Mattis knows how to win.
Have watched this on “Generation Kill” and have read the accounts. Mattis got it right.
Generation Kill isn’t best account but it’s reasonably good.
Am reading Nate Fick’s “One Bullit Away”...Very good.
Long, probably worth bookmarking. I would point out that the original article is from 2004.
Use your noggin to get around the firewall.
Here’s a bit more:
http://snafu-solomon.blogspot.com/2014/05/the-story-of-colonel-joe-dowdy-mattis.html?m=1
WSJ is a pro-lawbreaking screw the American worker through mass illegal immigration rag.
F*** Paul Gigot!
Simply copy the title (less the editorialized comment in brackets) into Google and it will get you the whole article without having to sign up with the WSJ.
Place any WSJ headline into Google and you can get a URL to read the entire WSJ article.
Read it when it first came out. Good account, but I remember it not flowing very well - unlike Bing West who has a true writer's grasp of construction.

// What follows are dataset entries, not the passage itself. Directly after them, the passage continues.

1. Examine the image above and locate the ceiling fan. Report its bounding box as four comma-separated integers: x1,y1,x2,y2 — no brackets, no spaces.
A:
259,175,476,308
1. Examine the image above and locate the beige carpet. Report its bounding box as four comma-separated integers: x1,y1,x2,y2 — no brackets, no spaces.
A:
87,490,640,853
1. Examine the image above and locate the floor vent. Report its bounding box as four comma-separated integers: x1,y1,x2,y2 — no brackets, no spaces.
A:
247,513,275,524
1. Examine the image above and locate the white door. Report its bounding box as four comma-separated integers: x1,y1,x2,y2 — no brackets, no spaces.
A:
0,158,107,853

According to a deep understanding of maneuver warfare I acquired in three minutes of googling, Col. Dowdy was relieved for not being sufficiently aggressive in pressing the front lines of assault. Depending upon which source you read, he did so because he chose to take a detour, held up advancing for three days , feared casualties or chemical weapons, realized his unit was a decoy, didn’t want to sacrifice his men just to beat the Army into Baghdad, didn’t understand maneuver warfare doctrine, and/or got conflicting orders from higher.
Probably, the reason he was relieved was that he wasn’t sufficiently aggressive in his advance for Gen Mattis and Mattis wanted to take a shot across the bow to his other officers that he wanted hard chargers in the advance. Possibly he was relieved because Mattis wanted the Marines in Baghdad before the Army, and Dowdy ruined their chances by being cautious. With the fog of war and spectre of chemical warfare still a realistic threat, it’s unlikely anyone did anything wrong. It’s not like he slapped a malingerer
Thanks for the link.
Summary (Based on some historical knowledge of the battle and reading articles on it). The Marines 1st Divisiion was supposed to arrive in a synchronized fashion with the ARmy’s 3d Division to focus combat power at a single point on Baghdad at the same time, and at a speed that would ensure the Iraqi command would be in chaos because they couldn’t react to such a rapid advance. Mattis made it clear in mission pre-brief the day before that optempo was THE critical factor, no excuses to his regimental commanders. COL Dowdy halted his regiment due to a strongpoint near Nasiriyah, when he could and should have plowed through the gap, and was relieved of duty in order to make an example of the consequence of failing to follow the commander’s intent.
My thoughts exactly.
+++++++++++++++++++++++++++++++
Mine too.
Wow, I remember that event. Suffice to say that i was close to what happened and had a chat with Col Dowdy later, after the fact. Good Man, BTW. That is the essence of Command; do what is necessary to get the job done.